Der Kläger beantragt,

das Urteil des Sozialgerichts Reutlingen vom 25. November 2008 und den Bescheid der Beklagten vom 17. Februar 2005 in der Gestalt des Widerspruchsbescheids vom 11. Juli 2005 aufzuheben und die Beklagte zu verurteilen, ihm über den 01. März 2005 hinaus Rente wegen voller Erwerbsminderung, hilfsweise Rente wegen teilweiser Erwerbsminderung bei Berufsunfähigkeit zu gewähren.

Die Beklagte beantragt,

die Berufung zurückzuweisen.

Sie verbleibt bei ihrem bisherigen Standpunkt. Die Notwendigkeit zusätzlicher Pausen sei beim Kläger nicht attestiert. Jedem Arbeitnehmer müsse gestattet sein, während der Arbeitszeit jederzeit die Toilette aufzusuchen. Auch seien Arbeitnehmern in der Nähe des Arbeitsplatzes nach der Arbeitsstättenverordnung (ArbStättV) besondere Räume mit einer ausreichenden Zahl von Toiletten und Handwaschbecken zur Verfügung zu stellen. Der Tätigkeit einer Bürokraft nach der Vergütungsgruppe VIII BAT (Entgeltgruppe 3 Tarifvertrag Öffentlicher Dienst - TVöD -) sei er gesundheitlich gewachsen, sie sei ihm auch sozial zumutbar und er verfüge über ausreichende Kenntnisse. Er könne die Tätigkeit nach dreimonatiger Einarbeitungszeit vollwertig auszuüben. Letzteres zeige sich darin, dass er in nennenswertem Umfang und mit wirtschaftlichem Erfolg ein Unternehmen selbstständig geführt habe. Ergänzend hat die Beklagte ein Gutachten von M. F., Agentur für Arbeit N. vom 04. August 2004 im Verfahren des Landessozialgerichts Mecklenburg-Vorpommern L 4 RA 123/02 zur Verweisungstätigkeit einer Bürohilfskraft und eines Registrators vorgelegt.

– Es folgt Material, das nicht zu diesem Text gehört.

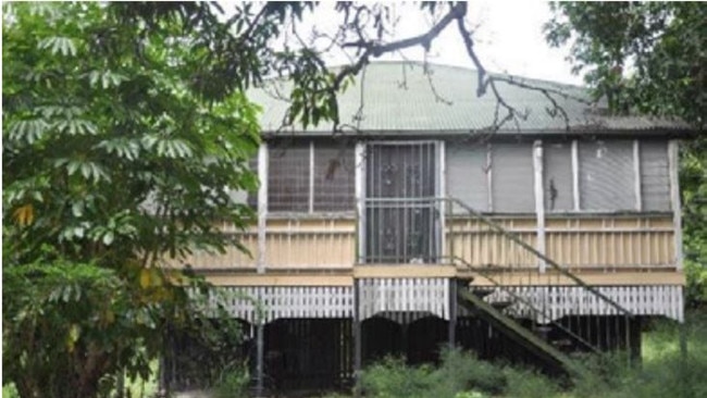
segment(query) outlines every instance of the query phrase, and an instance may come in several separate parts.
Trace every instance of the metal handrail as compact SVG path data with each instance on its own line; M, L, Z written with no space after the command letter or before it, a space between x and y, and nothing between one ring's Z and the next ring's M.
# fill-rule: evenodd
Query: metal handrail
M483 222L484 224L486 224L487 226L489 226L493 231L501 234L506 238L508 238L508 239L512 240L513 242L520 245L522 248L524 248L525 250L533 253L533 256L535 256L537 259L539 259L539 260L544 261L545 263L549 264L555 271L557 271L562 276L568 277L569 279L573 281L574 283L576 283L579 286L581 286L585 290L592 293L593 295L600 298L603 301L605 301L609 306L613 307L622 315L627 315L627 316L630 316L630 318L634 316L631 311L623 308L621 304L616 302L613 299L606 296L605 294L599 291L597 288L586 284L584 281L582 281L582 278L574 275L573 273L571 273L567 269L562 268L556 261L554 261L553 259L550 259L547 256L543 254L542 252L537 251L537 249L535 249L531 245L529 245L525 241L523 241L522 239L520 239L518 236L516 236L516 234L506 231L503 226L498 225L497 223L495 223L494 221L492 221L487 216L481 214L480 212L477 212L476 210L474 210L473 208L471 208L467 203L464 203L461 200L456 199L456 198L442 198L442 199L447 200L450 203L459 206L460 208L466 210L469 214L474 216L476 220L479 220L479 221ZM469 265L471 266L471 270L473 271L474 270L473 265L471 265L471 264L469 264Z
M485 273L485 272L483 272L483 271L481 271L481 270L474 269L474 266L473 266L472 264L470 264L467 260L464 260L464 259L461 258L461 257L458 257L458 256L450 256L450 257L447 257L447 258L448 258L449 260L451 260L451 263L452 263L452 264L460 263L460 264L467 266L468 269L470 269L470 270L472 270L472 271L474 271L474 272L477 272L477 273L481 274L483 277L485 277L485 278L488 279L491 283L493 283L494 286L496 286L497 288L504 290L505 294L511 296L514 300L520 301L520 302L522 302L523 304L525 304L525 306L526 306L526 307L528 307L532 312L534 312L534 313L536 313L536 314L539 314L539 315L541 315L545 321L547 321L548 323L551 323L553 325L555 325L555 326L557 326L558 328L562 329L562 332L565 332L565 333L567 333L568 335L572 336L574 339L576 339L578 341L582 343L586 348L591 349L592 351L594 351L594 352L599 352L599 350L598 350L596 347L594 347L590 341L587 341L586 339L584 339L582 336L578 335L576 333L572 332L570 328L565 327L565 325L562 325L561 323L556 322L556 321L553 319L553 316L549 315L546 311L536 308L536 307L535 307L532 302L530 302L528 299L525 299L524 297L522 297L522 296L520 296L520 295L517 295L512 289L509 288L509 286L506 286L506 285L499 283L498 281L494 279L491 275L488 275L488 273Z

Der Senat hat aus den Akten des Unfallstreitverfahrens des Klägers, das beim Landessozialgericht Baden-Württemberg (LSG) unter dem Aktenzeichen L 2 U 1138/09 anhängig ist und in dem streitig ist, ob eine Berufskrankheit nach Nr. 3101 der Berufskrankheiten-Verordnung festzustellen ist, das internistisch, pneumologische und schlafmedizinische Gutachten der Chefärztin Prof. Dr. Or., T.-krankenhaus und S. H. Klinik H., vom 05. August 2010 zur Akte genommen. Prof. Dr. Or. hat einen Zustand nach Mittellappenpneumonie 1999, ein chronisches Müdigkeitssyndrom ohne schlafbezogene Atmungsstörungen, eine erhaltene Schlafarchitektur, eine Migräne ohne Aura und eine Harnblasenstörung diagnostiziert. Der Kläger hat der Sachverständigen gegenüber über eine chronische Müdigkeit und Erschöpfung berichtet und angegeben, er besuche regelmäßig ein Fitness-Studio und fahre in seiner Freizeit gerne Mountain-Bike. Die Sachverständige hat bei der körperlichen Untersuchung über der Lunge wie auch im Übrigen körperlichen Untersuchungsstatus keine internistischen Auffälligkeiten gefunden. Die durchgeführte Belastungsuntersuchung hat bis 150 Watt unauffällige Messergebnisse ergeben. Die anaerobe Schwelle, welche sich bei 100 Watt ergeben hat, hat eine gute körperliche und muskuläre Leistungsbreite gezeigt. Weder bei der polysomnographischen noch bei der Fahrsimulator-Analyse haben sich Hinweise auf das Vorliegen einer schlafbezogenen Atmungsstörung ergeben.

Die Beteiligten haben sich übereinstimmend mit einer Entscheidung des Senats durch Urteil ohne mündliche Verhandlung einverstanden erklärt.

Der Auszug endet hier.